First of all, you should probably draw out the cases $n=4,5$ by hand, and you'd see that your guess is wrong.

I'll assume we are counting unrooted trees. In that case, think about what happens if we remove the node with label $1$. Then we have a forest of $3$ rooted trees (the root is the node connected to $1$). You can probably count these a number of ways, but I'll show how I'd do it with generating functions / the symbolic method.

The EGF for rooted labeled trees satisfies $T(z)=ze^{T(z)}$ (because $\mathcal T = \mathcal Z\star SET(\mathcal T)$).
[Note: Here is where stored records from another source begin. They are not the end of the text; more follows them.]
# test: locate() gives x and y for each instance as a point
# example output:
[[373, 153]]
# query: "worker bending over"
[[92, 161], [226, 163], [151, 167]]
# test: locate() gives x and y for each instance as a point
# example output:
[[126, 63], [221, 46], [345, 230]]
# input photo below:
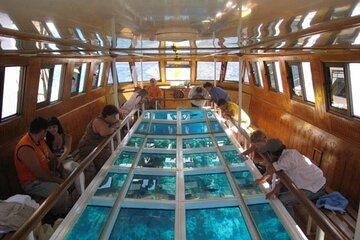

Let $\mathcal F^{(k)}$ be the class of rooted $k$-forests. Then $$ \mathcal F^{(k)} = SET_k(\mathcal T) \implies F^{(k)}(z) = \frac{T(z)^k}{k!} $$ Now we can use Lagrange inversion / the Lagrange–Bürmann formula to get $F_n^{(k)}$, the number of $k$-forests with $n$ nodes. $[z^n]$ denotes the $n$'th coefficient in a series expansion. $$ \begin{split} F_n^{(k)} &= n![z^n] \frac{T(z)^k}{k!} \\ &= \frac{n!}{k!} [u^{n-1}]\frac 1n ku^{k-1} e^{nu} \\ &= \frac{(n-1)!}{(k-1)!} [u^{n-k}] e^{nu}\\ &= \binom{n-1}{k-1} n^{n-k} \end{split} $$ Wonderful! So the number you seek is equal to $F_{n-1}^{(3)} = \binom{n-2}{2}(n-1)^{n-4}$.